BoG raises GHS 563m debt at 27.6% interest rate
The Bank of Ghana recently raised GHS 563 million through the issuance of its own bills, known as Bank of Ghana (BoG) bills, with a maturity period of 56 days. The auction, which took place on August 9, 2023, saw the central bank selling short-term securities on the primary market to regulate money supply and manage liquidity in the banking system.
The interest rate at which the BoG bills were auctioned stood at 27.6 percent. While the value of bids made by commercial banks was not disclosed, the auction outcome highlights the central bank’s ability to attract funding from the domestic financial market in support of its monetary policy objectives.
The BoG bills are typically used in Open Market Operations (OMO), which are a monetary policy tool used by central banks to manage money supply. Through OMO, the central bank can influence the cost and availability of credit in the economy by adjusting the supply of money in circulation.

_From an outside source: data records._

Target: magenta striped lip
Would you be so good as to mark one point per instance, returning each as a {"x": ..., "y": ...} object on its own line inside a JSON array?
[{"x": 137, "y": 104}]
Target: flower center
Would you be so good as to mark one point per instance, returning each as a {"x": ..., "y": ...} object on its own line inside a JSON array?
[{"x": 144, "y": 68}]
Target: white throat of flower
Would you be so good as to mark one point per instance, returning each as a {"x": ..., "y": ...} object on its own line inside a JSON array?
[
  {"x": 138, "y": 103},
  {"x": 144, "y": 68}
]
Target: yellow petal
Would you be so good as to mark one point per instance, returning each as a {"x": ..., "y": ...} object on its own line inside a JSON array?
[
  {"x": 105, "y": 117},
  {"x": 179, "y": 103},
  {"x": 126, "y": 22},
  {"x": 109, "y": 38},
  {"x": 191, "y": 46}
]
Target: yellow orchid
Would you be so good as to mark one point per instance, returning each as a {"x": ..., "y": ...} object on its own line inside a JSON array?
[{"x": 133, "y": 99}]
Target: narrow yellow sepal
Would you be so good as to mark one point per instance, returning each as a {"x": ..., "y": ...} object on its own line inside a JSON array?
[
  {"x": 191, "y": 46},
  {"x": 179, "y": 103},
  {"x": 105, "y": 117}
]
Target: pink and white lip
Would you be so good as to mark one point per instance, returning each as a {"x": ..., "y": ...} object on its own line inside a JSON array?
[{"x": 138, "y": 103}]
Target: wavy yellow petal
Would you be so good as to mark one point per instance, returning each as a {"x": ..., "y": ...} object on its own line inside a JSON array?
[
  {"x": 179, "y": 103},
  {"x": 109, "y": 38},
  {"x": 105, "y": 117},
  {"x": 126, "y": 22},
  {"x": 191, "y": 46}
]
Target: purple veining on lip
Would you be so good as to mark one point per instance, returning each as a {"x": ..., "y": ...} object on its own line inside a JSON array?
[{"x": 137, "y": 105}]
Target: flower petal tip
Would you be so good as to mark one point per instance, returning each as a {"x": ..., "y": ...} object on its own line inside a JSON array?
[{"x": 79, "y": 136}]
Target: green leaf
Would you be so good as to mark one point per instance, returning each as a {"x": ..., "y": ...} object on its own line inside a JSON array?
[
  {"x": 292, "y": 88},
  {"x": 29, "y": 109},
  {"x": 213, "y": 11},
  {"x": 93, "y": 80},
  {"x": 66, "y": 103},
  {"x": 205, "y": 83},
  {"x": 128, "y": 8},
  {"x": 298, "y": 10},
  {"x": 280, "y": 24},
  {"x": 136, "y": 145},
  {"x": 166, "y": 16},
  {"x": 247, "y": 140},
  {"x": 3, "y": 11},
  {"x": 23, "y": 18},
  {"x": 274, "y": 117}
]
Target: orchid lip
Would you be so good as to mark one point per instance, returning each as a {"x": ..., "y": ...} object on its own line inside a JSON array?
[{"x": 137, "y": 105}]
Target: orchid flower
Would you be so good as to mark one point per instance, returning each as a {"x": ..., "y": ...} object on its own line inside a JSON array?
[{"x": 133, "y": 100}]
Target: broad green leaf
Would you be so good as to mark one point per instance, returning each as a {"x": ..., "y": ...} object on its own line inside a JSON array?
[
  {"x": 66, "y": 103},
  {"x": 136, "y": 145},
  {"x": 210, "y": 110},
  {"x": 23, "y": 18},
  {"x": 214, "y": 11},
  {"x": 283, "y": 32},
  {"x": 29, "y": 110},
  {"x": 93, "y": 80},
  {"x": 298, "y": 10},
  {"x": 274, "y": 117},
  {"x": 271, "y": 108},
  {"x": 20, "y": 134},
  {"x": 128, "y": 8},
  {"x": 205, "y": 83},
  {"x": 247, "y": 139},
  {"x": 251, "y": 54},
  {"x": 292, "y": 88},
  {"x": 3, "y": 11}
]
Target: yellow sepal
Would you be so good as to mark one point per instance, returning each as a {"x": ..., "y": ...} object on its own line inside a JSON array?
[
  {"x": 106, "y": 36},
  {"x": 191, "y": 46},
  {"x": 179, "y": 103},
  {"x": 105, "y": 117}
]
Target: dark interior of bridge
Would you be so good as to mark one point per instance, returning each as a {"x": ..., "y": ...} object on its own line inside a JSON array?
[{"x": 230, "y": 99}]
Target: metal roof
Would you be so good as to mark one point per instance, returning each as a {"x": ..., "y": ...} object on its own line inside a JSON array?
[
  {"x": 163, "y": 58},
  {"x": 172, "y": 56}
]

Moreover, the main function of central bank bills, like the BoG bills, is to manage the liquidity of the banking system by selling short-term securities on the primary market. This helps the central bank regulate the amount of money in circulation and ensure financial stability.
It is worth noting that the funds raised from the auction of the BoG bills are often loaned directly to the government to support its short-term needs. This suggests that the Ghanaian government may have borrowed the funds from the central bank to finance its budget or other obligations.
Overall, the issuance and auction of BoG bills is an essential monetary policy tool for the Bank of Ghana. The auction outcome reflects the central bank’s ability to attract funding from the domestic financial market and support its monetary policy objectives. As the central bank continues to navigate a challenging economic environment, the effectiveness of its monetary policy tools will remain critical to achieving its objectives of maintaining price stability and promoting economic growth.